The folks that have found themselves suddenly unemployed are in a terribly stressful situation unless they have a spouse or some other income. Even then money is tight as you said. I just think it is wrong for all those “guru” types to get up on stage and pretend this business is easy, and you can make a ton of money in a matter of months. For most people this simply isn’t the reality of the situation.
I’m absolutely sure you are going to make it. Just keep doing what you’re doing. In a few years things will become easier. I’m always glad to hear about your experiences.
Oh I know this topic well! Starting up a side business with the goal of it eventually taking over as your main source of income can be a SLOW process. When you have a growing family, wife loses her job and wants to go back to school for another career money gets tight fast. The only thing that keeps everything running right now is my full-time job.
We all have things that will take time away from your “side hustle” but the important thing is to just keep pushing forward. Sometimes you’re business will take off because the stars aligned (right time, right idea and right effort) but most times it’s going to test your resolve.
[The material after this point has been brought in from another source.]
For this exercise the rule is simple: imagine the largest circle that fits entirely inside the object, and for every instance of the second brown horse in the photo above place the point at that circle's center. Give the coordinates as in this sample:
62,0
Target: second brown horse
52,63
I gave up on quick success a long time ago and am in it for the long haul. I make minor progress each and every year (notice I said year, not day, week, month). Those small steps build on top of each other and then one day you’ll suddenly have a sustainable business that succeeds and can replace your day job. It’ll seem sudden but when you look back you will be glad you stayed the course. My bridge job has afforded me the ability to go for my dream but also provide for my family.
On the other hand I’ve met many people who have said the turning point in their business was when they got fired from their job. It put there backs against the wall and they had to succeed or else. This works for some people and some situations, but I prefer the bridge job strategy. It takes longer, but is less stressful for sure.
Great post Sharon!
Great info Sharon, I like the paragraph when having a job and working the weekends & nights.
I know; I couldn’t help “borrowing” that one. Thanks for reading.